Backends#

A backend bundles the pattern lists that drive each pipeline stage. When transform() is called without an explicit patterns argument, the active backend supplies the conversion and fusion patterns automatically. The quantization pipeline similarly reads the backend’s quantized_patterns and smooth_patterns.

Built-in backends#

Backend

Package

Patterns

"tensorrt"

embedl_deploy._internal.tensorrt

Full set: conversions, fusions, smooth, quantized. Ships as embedl-deploy-tensorrt.

"lattice"

embedl_deploy._internal.lattice

Conversions (fusions, smooth, quantized TBA). Ships as embedl-deploy-lattice.

Selecting a backend#

from embedl_deploy.backend import set_backend

set_backend("tensorrt")

After this call, transform(model, (example_input,)) uses the TensorRT conversion and fusion patterns — equivalent to passing patterns=TENSORRT_PATTERNS explicitly.

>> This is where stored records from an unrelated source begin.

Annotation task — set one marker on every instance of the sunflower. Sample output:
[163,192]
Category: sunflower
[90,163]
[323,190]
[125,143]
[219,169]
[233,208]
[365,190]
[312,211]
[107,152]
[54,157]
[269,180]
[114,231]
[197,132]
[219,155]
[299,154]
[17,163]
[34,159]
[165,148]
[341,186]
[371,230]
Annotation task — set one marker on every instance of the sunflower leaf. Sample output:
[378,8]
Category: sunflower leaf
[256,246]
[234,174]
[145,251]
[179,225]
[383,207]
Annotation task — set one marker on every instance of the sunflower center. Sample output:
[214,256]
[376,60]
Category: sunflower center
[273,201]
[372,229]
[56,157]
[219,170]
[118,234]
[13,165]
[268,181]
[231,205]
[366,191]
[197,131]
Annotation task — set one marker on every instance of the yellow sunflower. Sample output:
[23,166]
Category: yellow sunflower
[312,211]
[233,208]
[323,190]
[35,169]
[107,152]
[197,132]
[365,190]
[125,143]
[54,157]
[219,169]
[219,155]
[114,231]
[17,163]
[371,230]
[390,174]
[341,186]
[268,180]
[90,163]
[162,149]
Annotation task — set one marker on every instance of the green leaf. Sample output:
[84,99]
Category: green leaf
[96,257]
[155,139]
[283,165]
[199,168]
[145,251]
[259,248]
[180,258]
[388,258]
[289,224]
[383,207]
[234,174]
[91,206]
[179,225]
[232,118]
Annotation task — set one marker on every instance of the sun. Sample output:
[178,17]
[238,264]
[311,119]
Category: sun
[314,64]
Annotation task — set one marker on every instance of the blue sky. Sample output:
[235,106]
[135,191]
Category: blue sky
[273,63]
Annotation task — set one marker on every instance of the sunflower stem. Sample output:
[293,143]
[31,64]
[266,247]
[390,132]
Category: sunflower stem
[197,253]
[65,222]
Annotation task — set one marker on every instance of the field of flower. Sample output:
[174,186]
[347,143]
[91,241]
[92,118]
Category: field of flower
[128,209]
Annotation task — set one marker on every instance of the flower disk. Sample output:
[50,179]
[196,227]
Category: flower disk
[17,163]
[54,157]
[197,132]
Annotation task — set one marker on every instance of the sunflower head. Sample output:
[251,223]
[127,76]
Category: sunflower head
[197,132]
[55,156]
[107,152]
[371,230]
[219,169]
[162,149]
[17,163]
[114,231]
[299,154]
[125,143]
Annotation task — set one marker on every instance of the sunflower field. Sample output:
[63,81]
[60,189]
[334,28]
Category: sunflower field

If only one backend is installed, get_backend() auto-selects it. With multiple backends installed you must call set_backend() before any pipeline function that relies on implicit pattern selection.

API reference#

from embedl_deploy.backend import (
    Backend,
    discover_backends,
    get_backend,
    reset_backends,
    set_backend,
)

set_backend(name)#

Select the active backend by name. Raises ValueError if the name does not match any discovered backend.

get_backend()#

Return the active Backend. If none has been set, auto-discovers backends and selects the only one found. Raises RuntimeError when zero or multiple backends are installed without an explicit set_backend() call.

discover_backends()#

Scan for installed backend packages and return a list of Backend instances. Results are cached after the first call.

reset_backends()#

Clear the cached discovery results and deselect the active backend. Useful in test suites to isolate backend state between tests.

Backend#

@dataclass(frozen=True)
class Backend:
    name: str
    conversion_patterns: Sequence[type[Pattern]] = ()
    fusion_patterns: Sequence[type[Pattern]] = ()
    smooth_patterns: Sequence[type[Pattern]] = ()
    quantized_patterns: Sequence[type[Pattern]] = ()

Each field holds pattern classes for the corresponding pipeline stage. Validation in __post_init__ ensures every pattern’s phase matches the field it is assigned to.